La résilience: inné ou acquis?

En principe, n’importe qui a les capacités de développer sa force à faire face aux évènements. Mais, nous n’avons pas tous les mêmes armes face à l’adversité. De plus, plusieurs facteurs jouent un rôle prépondérant dans la résilience face aux évènements. La plupart de ces facteurs prennent leur source dans la petite enfance. Ainsi, il sera plus facile de développer des mécanismes d’autodéfense face à l’adversité lorsque les premières années de vie incluent:

Tableau 5. Montre des mécanismes d’autodéfense face à l’adversité

Un climat familial sécurisant Sentiment de confiance, parents présents et unis (même après une séparation), forte relation avec la mère, se sentir aimé et en sécurité.
Une force de caractère Même lorsqu’ils sont très jeunes, on peut remarquer que certains enfants sont foncièrement joyeux et heureux de tout ce qui leur arrive.
Un entourage encourageant La famille immédiate joue un rôle primordial, mais ce n’est pas tout. Les premières amitiés, les éducateurs et professeurs dans la jeune enfance peuvent influencer grandement l’estime de soi et la capacité à voir la vie du bon côté.
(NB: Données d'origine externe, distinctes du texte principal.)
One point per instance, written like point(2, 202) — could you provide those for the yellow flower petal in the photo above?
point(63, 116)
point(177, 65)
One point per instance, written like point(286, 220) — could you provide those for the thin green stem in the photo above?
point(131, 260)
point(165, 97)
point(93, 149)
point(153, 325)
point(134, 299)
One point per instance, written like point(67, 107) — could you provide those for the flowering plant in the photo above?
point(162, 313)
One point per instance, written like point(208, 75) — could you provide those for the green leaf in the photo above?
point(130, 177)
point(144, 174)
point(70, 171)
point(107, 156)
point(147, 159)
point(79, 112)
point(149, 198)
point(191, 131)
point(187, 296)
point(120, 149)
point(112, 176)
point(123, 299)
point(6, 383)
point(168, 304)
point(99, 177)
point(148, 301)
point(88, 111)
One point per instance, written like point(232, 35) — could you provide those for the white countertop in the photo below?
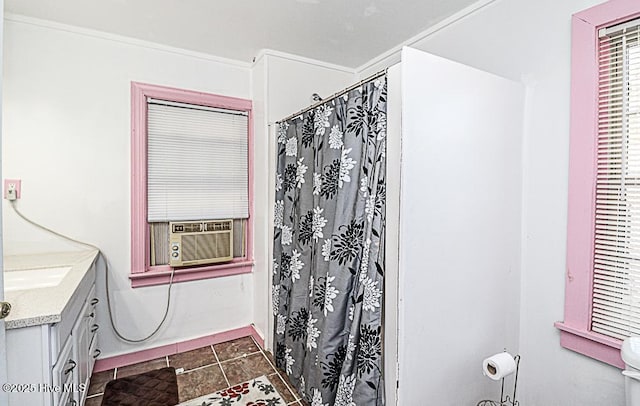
point(32, 307)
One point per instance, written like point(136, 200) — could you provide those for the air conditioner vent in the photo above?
point(201, 242)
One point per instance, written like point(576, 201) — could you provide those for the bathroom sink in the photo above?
point(34, 278)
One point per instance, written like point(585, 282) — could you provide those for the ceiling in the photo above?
point(343, 32)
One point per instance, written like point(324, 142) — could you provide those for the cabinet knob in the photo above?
point(72, 365)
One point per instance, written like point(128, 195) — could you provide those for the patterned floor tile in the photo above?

Source. Cécile. Moreschi. Adapté.

Les statistiques montrent qu’une personne ayant bénéficié de cela aura un caractère résilient, mais il ne faut pas non plus généraliser. En effet, il est malgré tout fréquent qu’un individu qui aurait tous les préalables nécessaires pour être résilient sombre dans la dépression au moindre problème, alors qu’un autre développera des mécanismes d’autodéfense et une force de caractère lui permettant de se sortir de toutes les situations.

Développer la résilience: comment?

L’histoire et le vécu personnelle de chaque individu jouent un rôle dans sa capacité à développer sa résilience et à affronter les épreuves de la vie et les évènements qu’ils fait face, mais cette histoire personnelle, justement, n’est pas figée dans le temps. Elle évolue avec les années et il est possible de rebâtir la confiance en soi, en la vie et en son entourage au fur et à mesure que l’on grandit. Certaines personnes ont de meilleures bases d’adaptation et de développement et plus de chance que d’autres. Toutefois, ce n’est pas parce qu’on a eu une enfance défaillante qu’on ne peut pas changer sa façon de voir la vie. Cela demandera parfois plus d’efforts et d’implication personnelle, mais il est possible de cultiver la résilience. Cette cultivation se fait par vivre la résilience au quotidien et pratiquer des faits qui la renforcent, même si cela prend du temps et n’est pas toujours évident, il est possible de travailler sur notre capacité à faire face à l’adversité. La première chose à faire consiste à ne pas se voir systématiquement en victime. La résilience suivra si l’on y met assez de volonté comme le montre ce tableau:

Tableau 6.Montre la volonté réelle de la résilience

– Bâtir sa confiance en soi, son estime personnelle,
– Essayer d’être toujours optimiste, de voir le bon côté des choses,
– Trouver un sens à sa vie, avoir des buts clairs,
– Être flexible et enthousiaste face aux changements,
– S’entourer de personnes positives, qui nous apprennent des choses et nous encouragent,
– Avoir une pratique spirituelle méditative, religieuse, etc.,
– Essayer d’être reconnaissant pour ce que l’on a plutôt que se plaindre de ce qu’on n’a pas,
– Faire le bien autour de soi, faire du bénévolat est une excellente manière,
– Accepter que l’on ne puisse pas toujours changer les choses,
– Ne pas avoir peur de la solitude, il faut voir ces moments comme des étapes qui nous apprennent à mieux nous connaître pour ensuite aller vers les autres,
– Développer sa créativité, on est tous créateurs, d’une certaine manière,
– Entretenir son sens de l’humour, le rire est l’une des choses les plus puissantes et apprendre à rire de toutes les situations permet de littéralement changer notre façon de voir les choses.
– Il y a donc de l’espoir pour chaque personne, à condition d’y mettre un peu de soi.

Source. Source. Cécile Moreschi. Adapté.